Files
felhom.eu/documentation/tests/slice10-escrow-consumption-spike-findings.md
T
admin f9af3243b9 docs: slice 10C escrow-consumption spike findings (GO)
Validated escrow consumption end-to-end on a genuinely key-less box against
the real felhom-spike datastore: recover K from (blob,R) via the real
escrow.Unwrap, restore REAL data (spike-lxc rootfs, 2.5G) with the recovered
key only, wrong-R fails closed (no plausible-but-wrong key), live K
byte-unchanged. Redacted (no R/K/secret). GO to spec 10C + build 10D.

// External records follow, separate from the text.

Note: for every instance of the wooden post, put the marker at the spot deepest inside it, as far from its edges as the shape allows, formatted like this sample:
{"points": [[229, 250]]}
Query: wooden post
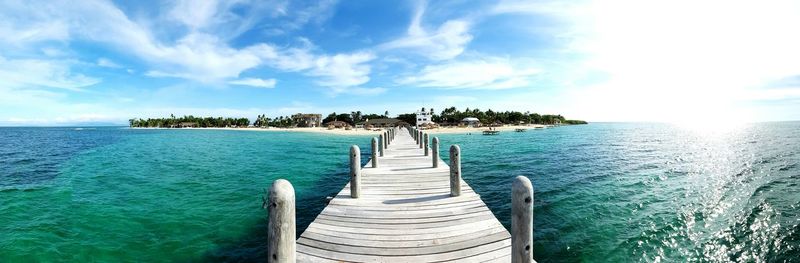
{"points": [[281, 227], [435, 150], [374, 152], [521, 220], [380, 145], [355, 171], [427, 151], [455, 170]]}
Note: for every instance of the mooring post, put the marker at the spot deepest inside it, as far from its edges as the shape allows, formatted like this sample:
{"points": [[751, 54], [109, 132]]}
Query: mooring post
{"points": [[455, 170], [355, 171], [374, 152], [281, 227], [421, 140], [521, 220], [435, 150], [380, 145], [427, 151]]}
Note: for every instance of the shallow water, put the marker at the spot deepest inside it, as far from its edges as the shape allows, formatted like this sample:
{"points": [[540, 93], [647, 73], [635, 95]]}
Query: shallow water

Co-Authored-By: Claude Opus 4.8 (1M context) <noreply@anthropic.com>
2026-06-10 17:10:31 +02:00

11 KiB
Raw Blame History

Slice 10 (10C core) — escrow CONSUMPTION: recover K + restore REAL data on a key-less box — Findings

Host: box1 = demo-felhom (192.168.0.162); PBS datastore felhom-spike on DooPlex (192.168.0.180). PVE 9.2.2 / Debian 13, proxmox-backup-client 4.2.0. Date: 2026-06-10. Driver: SPIKE — validate escrow consumption (recover K from (blob, R) on a fresh, key-less box) and the real-data restore that proves it, before specing the hub Down-channel (10A) and DR orchestration (10D). This is the half the creation self-verify does not cover: a genuinely key-less box, real-data recovery (not just a fingerprint), and a load-bearing R.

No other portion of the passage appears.